Attention, ces chiffres ne concernent que le jus concentré, car il s’agit de la recette la plus produite et vendue. « Le pur jus ne correspond qu’à 15 à 20 % du marché mondial du jus d’orange », précise Quentin Mathieu.

Si l’on se penche du côté de la récolte d’oranges, le constat n’est pas vraiment meilleur. Toujours selon des chiffres transmis par le Cirad – productions brésilienne et floridienne confondues –, la saison 2022-2023 a permis de remplir 333 millions de caisses culture (cagettes contenant les fruits récoltés), contre 311 millions en 2021-2022. Cependant, en comparaison, 454,1 millions de caisses culture avaient été remplies lors de la saison 2019-2020.

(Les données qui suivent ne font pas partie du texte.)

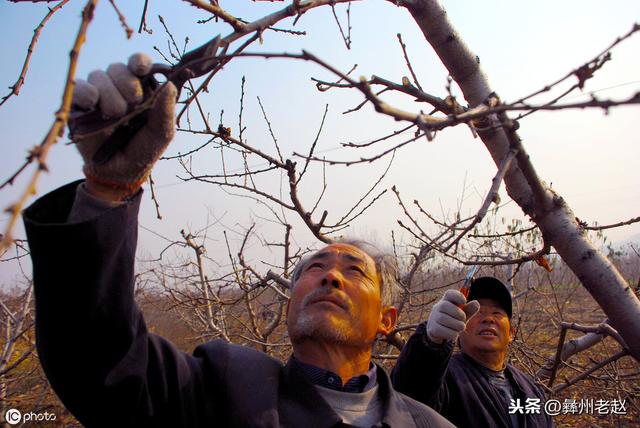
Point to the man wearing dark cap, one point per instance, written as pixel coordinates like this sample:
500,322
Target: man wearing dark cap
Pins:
475,387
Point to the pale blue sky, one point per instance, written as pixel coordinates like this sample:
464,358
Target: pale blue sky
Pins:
590,158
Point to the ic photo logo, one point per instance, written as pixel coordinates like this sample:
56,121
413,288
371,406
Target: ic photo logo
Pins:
13,416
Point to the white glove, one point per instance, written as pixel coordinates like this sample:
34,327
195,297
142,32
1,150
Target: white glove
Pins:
110,95
446,320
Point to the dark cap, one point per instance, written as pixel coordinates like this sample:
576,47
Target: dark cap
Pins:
488,287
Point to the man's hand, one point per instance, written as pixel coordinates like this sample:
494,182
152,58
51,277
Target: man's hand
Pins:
114,93
446,320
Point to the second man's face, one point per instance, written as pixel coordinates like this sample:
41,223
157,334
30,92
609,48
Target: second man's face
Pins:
336,298
489,330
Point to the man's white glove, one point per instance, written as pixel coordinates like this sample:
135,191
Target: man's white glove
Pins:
114,93
447,320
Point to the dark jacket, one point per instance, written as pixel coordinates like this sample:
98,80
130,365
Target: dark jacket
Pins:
109,371
457,388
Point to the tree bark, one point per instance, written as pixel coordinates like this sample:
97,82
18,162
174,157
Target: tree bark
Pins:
545,207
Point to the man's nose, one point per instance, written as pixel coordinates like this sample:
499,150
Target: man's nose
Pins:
488,318
332,278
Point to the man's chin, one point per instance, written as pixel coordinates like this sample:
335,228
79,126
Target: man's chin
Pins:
312,327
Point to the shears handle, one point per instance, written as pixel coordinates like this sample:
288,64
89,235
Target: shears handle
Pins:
465,292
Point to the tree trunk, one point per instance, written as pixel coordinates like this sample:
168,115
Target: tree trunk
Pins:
545,207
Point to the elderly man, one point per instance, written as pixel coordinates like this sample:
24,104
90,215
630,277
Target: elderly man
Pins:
110,371
473,388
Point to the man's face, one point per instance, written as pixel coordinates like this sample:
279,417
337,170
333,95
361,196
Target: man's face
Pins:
337,299
488,331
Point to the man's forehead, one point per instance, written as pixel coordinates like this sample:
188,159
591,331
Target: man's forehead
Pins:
344,251
487,302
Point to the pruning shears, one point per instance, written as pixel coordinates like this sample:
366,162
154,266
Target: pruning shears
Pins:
194,63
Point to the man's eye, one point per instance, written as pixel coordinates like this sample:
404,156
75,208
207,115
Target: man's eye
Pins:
314,266
357,270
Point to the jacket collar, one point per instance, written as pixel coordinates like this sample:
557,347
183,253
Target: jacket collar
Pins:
303,402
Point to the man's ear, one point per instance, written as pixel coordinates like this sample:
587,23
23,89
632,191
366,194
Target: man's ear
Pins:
512,333
388,320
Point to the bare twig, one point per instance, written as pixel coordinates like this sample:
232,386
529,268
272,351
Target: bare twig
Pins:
15,88
56,130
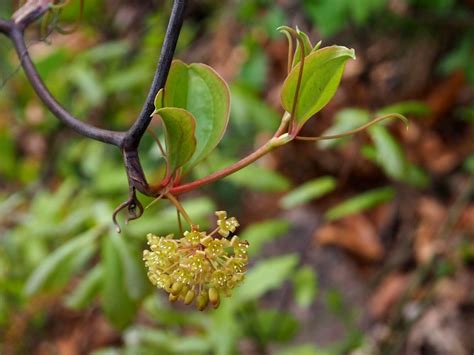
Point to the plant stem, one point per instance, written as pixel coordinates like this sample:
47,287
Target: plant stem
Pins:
265,149
354,131
179,207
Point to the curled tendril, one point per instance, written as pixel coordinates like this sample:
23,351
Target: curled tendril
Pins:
134,208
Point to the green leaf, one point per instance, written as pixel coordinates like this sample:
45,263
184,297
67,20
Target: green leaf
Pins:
134,273
390,155
322,74
360,202
119,308
86,291
265,276
159,100
259,234
200,90
307,45
344,121
56,270
179,134
468,164
309,191
305,286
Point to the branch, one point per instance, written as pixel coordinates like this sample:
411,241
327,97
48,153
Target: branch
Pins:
275,142
135,133
111,137
5,27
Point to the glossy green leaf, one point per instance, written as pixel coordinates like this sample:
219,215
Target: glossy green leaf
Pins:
119,308
360,202
322,74
305,286
159,100
265,276
179,134
56,270
200,90
344,121
259,234
307,45
86,291
133,269
308,191
390,155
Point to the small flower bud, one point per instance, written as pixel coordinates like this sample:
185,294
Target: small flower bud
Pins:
202,301
176,288
214,296
188,299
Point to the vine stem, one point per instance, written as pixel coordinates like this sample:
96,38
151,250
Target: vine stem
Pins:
354,131
179,207
263,150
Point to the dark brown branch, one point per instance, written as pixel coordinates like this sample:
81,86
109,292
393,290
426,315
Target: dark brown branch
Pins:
5,27
128,141
136,132
16,36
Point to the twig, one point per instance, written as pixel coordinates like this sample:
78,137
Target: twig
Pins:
135,133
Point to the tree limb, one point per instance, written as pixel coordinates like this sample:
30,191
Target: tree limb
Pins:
134,134
5,27
85,129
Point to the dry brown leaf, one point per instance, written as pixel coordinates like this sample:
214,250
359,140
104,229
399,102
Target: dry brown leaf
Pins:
387,294
355,234
431,216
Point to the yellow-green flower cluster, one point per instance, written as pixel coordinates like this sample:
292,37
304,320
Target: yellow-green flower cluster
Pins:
198,267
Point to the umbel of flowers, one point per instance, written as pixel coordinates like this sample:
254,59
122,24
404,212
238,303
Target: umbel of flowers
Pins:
198,267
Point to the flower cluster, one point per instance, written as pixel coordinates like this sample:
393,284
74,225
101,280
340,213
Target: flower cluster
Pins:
198,267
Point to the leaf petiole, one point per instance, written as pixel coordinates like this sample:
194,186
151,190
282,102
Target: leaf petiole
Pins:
357,130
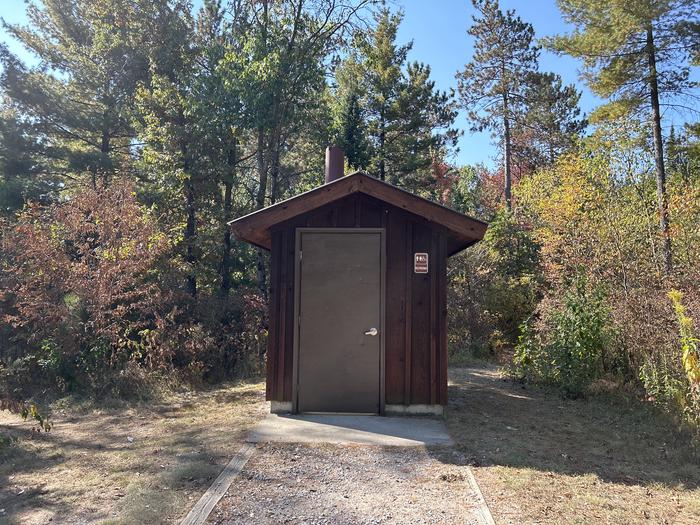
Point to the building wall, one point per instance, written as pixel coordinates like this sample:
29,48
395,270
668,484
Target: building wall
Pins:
416,304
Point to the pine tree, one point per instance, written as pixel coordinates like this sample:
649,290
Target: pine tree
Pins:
409,121
636,53
492,86
553,118
22,154
90,60
351,131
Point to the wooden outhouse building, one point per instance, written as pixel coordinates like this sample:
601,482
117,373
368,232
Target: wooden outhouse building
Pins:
358,306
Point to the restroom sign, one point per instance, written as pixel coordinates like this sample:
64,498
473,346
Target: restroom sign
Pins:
420,262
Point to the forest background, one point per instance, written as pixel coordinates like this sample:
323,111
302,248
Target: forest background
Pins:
142,127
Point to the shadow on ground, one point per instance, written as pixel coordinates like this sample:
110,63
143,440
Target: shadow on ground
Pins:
495,421
134,464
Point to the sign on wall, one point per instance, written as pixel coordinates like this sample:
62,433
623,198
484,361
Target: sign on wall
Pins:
420,262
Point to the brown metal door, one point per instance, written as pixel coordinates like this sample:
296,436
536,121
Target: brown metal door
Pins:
340,295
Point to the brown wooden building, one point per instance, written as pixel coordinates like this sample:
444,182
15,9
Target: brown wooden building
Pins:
358,307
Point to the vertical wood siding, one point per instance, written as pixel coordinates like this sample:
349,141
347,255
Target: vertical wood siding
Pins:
416,304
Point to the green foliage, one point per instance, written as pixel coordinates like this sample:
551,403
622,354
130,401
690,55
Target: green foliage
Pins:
493,288
672,382
611,40
567,349
391,119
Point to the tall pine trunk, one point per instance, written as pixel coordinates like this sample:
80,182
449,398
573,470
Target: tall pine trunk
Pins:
225,267
382,145
507,152
661,197
191,211
260,204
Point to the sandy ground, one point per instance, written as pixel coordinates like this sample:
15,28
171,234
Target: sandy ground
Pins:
144,464
347,484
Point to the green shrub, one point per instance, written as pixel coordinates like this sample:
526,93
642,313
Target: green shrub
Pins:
672,380
567,349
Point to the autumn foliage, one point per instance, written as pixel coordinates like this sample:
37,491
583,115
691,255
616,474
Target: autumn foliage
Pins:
90,301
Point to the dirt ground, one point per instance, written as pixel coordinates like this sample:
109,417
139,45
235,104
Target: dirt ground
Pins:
347,485
542,459
123,465
537,457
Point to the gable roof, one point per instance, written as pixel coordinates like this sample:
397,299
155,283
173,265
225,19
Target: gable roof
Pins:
255,227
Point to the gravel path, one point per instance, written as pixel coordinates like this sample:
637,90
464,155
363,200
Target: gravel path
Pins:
345,484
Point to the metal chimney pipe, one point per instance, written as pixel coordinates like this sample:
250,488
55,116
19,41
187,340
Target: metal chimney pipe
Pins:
335,163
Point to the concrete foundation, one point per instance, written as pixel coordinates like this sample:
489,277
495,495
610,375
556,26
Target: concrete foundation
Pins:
415,410
363,430
281,407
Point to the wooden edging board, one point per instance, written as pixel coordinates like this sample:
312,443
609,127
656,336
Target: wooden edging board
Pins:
200,512
483,508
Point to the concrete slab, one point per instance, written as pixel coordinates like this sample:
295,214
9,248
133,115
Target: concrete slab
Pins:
346,429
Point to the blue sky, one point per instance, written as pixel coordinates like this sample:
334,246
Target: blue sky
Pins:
438,30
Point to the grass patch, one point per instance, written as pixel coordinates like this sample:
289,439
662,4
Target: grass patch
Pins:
543,459
122,464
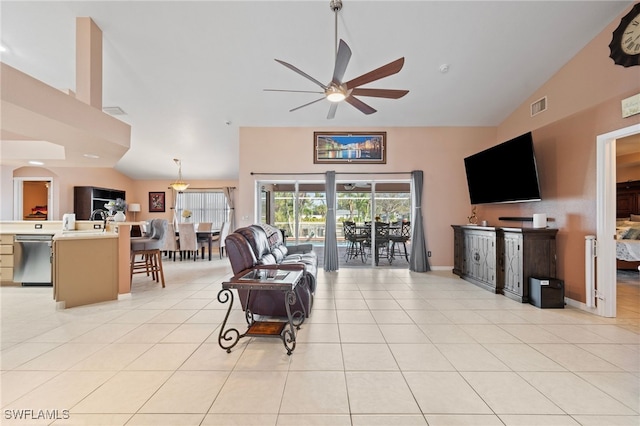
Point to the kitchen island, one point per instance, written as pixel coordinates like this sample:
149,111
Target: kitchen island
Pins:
89,264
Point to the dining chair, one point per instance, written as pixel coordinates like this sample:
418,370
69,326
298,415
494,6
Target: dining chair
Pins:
203,240
355,242
187,240
224,231
400,235
171,246
381,237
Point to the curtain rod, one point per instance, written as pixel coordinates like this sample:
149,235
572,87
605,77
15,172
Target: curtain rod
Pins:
337,173
190,188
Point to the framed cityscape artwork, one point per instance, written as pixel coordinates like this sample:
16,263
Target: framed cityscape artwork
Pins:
156,202
349,147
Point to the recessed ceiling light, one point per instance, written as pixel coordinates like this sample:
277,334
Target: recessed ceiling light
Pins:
114,110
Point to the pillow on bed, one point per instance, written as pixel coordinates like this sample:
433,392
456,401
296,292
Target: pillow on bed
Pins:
631,234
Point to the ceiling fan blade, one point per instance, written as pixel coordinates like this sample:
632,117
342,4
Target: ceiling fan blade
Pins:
302,73
307,104
366,109
292,91
384,71
380,93
342,60
332,110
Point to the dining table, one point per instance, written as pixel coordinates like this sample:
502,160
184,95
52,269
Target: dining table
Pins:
365,231
208,235
204,236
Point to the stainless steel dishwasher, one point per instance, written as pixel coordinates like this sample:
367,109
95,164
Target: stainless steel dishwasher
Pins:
32,257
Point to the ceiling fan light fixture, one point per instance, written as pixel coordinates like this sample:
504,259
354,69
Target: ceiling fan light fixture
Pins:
179,185
335,94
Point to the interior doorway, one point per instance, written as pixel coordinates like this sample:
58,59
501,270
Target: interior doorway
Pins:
606,295
33,198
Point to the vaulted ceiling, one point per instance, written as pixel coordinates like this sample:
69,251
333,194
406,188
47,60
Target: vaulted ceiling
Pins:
188,75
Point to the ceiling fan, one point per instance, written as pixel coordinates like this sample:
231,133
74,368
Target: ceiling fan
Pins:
338,90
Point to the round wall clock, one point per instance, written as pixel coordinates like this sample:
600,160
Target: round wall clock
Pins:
625,45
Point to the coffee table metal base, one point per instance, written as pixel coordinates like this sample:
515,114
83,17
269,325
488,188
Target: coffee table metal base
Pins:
285,330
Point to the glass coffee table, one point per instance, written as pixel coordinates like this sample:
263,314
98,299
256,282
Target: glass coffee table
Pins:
269,279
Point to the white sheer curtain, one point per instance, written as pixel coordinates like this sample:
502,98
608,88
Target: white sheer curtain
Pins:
330,239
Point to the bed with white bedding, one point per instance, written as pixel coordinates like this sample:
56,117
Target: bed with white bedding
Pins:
628,242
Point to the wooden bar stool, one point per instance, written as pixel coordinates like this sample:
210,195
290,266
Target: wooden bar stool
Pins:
148,249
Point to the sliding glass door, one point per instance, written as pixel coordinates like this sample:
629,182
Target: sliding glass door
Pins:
299,208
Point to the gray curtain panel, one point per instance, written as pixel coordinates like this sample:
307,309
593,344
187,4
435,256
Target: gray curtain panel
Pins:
418,261
228,193
330,239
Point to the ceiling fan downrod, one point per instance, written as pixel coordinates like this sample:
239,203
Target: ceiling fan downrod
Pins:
336,6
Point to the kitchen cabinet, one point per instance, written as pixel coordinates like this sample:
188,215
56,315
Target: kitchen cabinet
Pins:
6,259
89,198
85,269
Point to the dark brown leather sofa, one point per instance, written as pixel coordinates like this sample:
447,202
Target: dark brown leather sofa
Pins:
263,245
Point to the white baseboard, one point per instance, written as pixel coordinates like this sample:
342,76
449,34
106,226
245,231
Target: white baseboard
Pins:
442,268
580,305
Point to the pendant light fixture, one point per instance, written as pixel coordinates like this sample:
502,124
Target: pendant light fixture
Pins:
179,185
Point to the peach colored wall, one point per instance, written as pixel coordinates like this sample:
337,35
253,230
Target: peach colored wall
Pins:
588,79
34,194
566,156
65,178
583,100
439,152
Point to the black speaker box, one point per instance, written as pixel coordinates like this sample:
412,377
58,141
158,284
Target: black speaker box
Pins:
546,292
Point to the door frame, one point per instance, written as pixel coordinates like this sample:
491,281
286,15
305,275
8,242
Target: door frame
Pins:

Catastrophes naturelles et maladie

Les causes de la chute de la production d’oranges, et par conséquent du stock de jus, sont en fait assez anciennes. « Le bassin floridien est en baisse de production de façon drastique depuis ces dix dernières années en raison des nombreux ouragans », affirme Quentin Mathieu. Et puis il y a la « maladie du dragon ». Cette bactériose, transmise par un petit insecte appelé la psylle, inocule aux arbres le « greening », une maladie incurable. Les feuilles de l’arbre jaunissent, ses fruits verdissent, deviennent amers, et il finit par mourir.

Si la maladie sévit depuis les années 2000 aux Etats-Unis, ses ravages ont été conséquents lors de la dernière saison. Et financièrement, les producteurs d’oranges ne peuvent pas compter sur l’Etat de Floride pour les soutenir. « Les aides américaines sont concentrées sur les grandes cultures ou sur le bétail », précise Quentin Mathieu.

La « maladie du dragon » est également répandue sur le territoire brésilien, mais Quentin Mathieu reconnaît que le pays est, lui, « assez en avance sur la génétique », et limite les dégâts en utilisant « des moyens phytosanitaires pour protéger les plantations des maladies ». Un certain nombre de pesticides sont vaporisés et les orangers infectés sont par ailleurs arrachés

La hausse des prix aussi subie par les industriels

Autre facteur : celui de l’explosion des prix des matières premières due à la pandémie de Covid, la guerre en Ukraine, en bref à l’inflation (6 % sur un an, d’après l’Insee). « Le coût des emballages et des matériaux ont subi de 50 à 80 % de hausse », assure Quentin Mathieu. La marge dégagée par les industriels s’est donc affaiblie, ce qui les oblige à accroître le prix de leurs bouteilles.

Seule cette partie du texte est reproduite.